2. Materials and Methods

The Emotional Eater Questionnaire was developed by Garaulet [14] and includes 10 items. It was validated in several other countries [15,16,17,18] and used as an assessment tool in several projects focused on eating disturbances [17,19,20,21,22,23,24]. This questionnaire answered the need for an instrument to be used both in research and clinical practice well, and is compliant, easily understood by patients, and interpreted by investigators using the interpretation scale developed by Garaulet. The dimensions of this instrument (Disinhibition, Type of Food, and Guilt) are straightforward and may encourage early and adequate interventions.
First, two independent persons translated the questionnaire from English to Romanian, and then back to English. By comparing the two English versions, minor corrections could be performed in the Romanian draft version. This version was further pretested by a panel of 12 volunteers. Each question was tested for ease of understanding and the maintenance of a sense similar to that conveyed in English, with minor improvements made to some phrases. The final version of the questionnaire in Romanian (Supplemental Material: Romanian version of the Emotional Eater Questionnaire) was further used for our purposes. An electronic collection tool was used to collect the answers from the respondents. The questionnaire was promoted on social media and enlarged social circles.
A sample of 495 individuals from the general population was recruited, mostly in the online environment between June–July 2022 for a project with a larger purpose running at the Victor Babes University of Medicine and Pharmacy Timisoara, Romania. Though all types of participants responded to the questionnaire, for the point of this validation, only individuals with BMI ≥ 25 kg/m2 (n = 200) were included. The height and weight for the calculation of the BMI were self-reported.
Construct validity was tested using the exploratory factor analysis, which is the method of choice to test equivalence, especially when validating a questionnaire in another language [25]. We hypothesized that a structure similar to Garaulet’s would emerge.
The recently validated Romanian Mindful Eating Questionnaire by Serban et al. [26] was used to test its concurrent validity. Correlational analysis was assessed between EEQ score and MEQ and EEQ and MEQ’s five subscales: Awareness, Distraction, Disinhibition, Emotional and External. We hypothesized that the correlation between the questionnaires and relevant subscales will be significant.
Internal reliability was assessed by Cronbach’s alpha statistics. External reliability was performed on a subset of participants (n = 25), who responded a second time to the EEQ four weeks after the first evaluation, and was assessed by the intraclass correlation coefficient (ICC). We hypothesized that the coefficients would be acceptable with Cronbach’s alpha > 0.7 [27] and ICC > 0.75 [28].
In convergent validity using the socio-demographic factors, the EEQ score was tested as an univariate, and then as a multivariate.
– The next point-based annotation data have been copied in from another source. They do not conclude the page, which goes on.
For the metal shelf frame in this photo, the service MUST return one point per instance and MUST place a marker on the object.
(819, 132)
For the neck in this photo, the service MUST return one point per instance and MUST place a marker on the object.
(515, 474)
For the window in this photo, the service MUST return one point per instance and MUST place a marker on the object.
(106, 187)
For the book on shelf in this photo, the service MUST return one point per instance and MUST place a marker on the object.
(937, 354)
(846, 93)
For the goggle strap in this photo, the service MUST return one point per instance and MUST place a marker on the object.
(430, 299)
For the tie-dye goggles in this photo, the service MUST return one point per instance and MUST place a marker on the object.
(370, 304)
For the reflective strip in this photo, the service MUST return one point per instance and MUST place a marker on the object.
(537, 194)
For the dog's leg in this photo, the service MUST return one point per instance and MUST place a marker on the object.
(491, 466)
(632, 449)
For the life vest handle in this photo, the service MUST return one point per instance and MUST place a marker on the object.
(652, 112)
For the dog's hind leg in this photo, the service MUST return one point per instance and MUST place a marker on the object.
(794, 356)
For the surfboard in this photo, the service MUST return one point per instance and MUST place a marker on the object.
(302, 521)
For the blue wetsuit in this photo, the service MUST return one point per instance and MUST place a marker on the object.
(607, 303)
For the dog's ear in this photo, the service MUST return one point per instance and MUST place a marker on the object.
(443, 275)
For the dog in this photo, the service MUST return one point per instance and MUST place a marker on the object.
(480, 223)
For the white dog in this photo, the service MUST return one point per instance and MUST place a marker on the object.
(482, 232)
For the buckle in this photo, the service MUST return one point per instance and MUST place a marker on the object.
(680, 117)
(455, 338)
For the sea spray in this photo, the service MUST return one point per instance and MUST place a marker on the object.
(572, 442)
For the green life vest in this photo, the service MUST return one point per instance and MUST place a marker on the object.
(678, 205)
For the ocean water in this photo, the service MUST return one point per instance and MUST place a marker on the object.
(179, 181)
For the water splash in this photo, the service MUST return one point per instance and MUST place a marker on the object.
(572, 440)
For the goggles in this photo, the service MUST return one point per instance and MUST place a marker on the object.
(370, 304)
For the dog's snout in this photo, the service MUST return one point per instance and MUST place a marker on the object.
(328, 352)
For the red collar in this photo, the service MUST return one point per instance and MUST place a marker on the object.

We hypothesized that EEQ scores would be influenced by demographic variables, as reported in the literature.
Several other variables, besides EEQ and MEQ-specific questions, were collected and further used as factors: gender, age, self-reported weight and height, self-evaluation of health status (with five possible ordinal categories from excellent to poor), self-evaluation of perceived stress level (ordinal categories from 1 to 10, higher scores associated with higher levels of stress) and marital status (nominal with 6 categories).

2.1. Ethics Approval

The ethics approval for this research protocol was obtained from the Scientific Research Vice-rectorate of Victor Babes University of Medicine and Pharmacy Timisoara, Romania with number 12722 on 14 June 2022. All subjects included in the study provided informed consent before participation.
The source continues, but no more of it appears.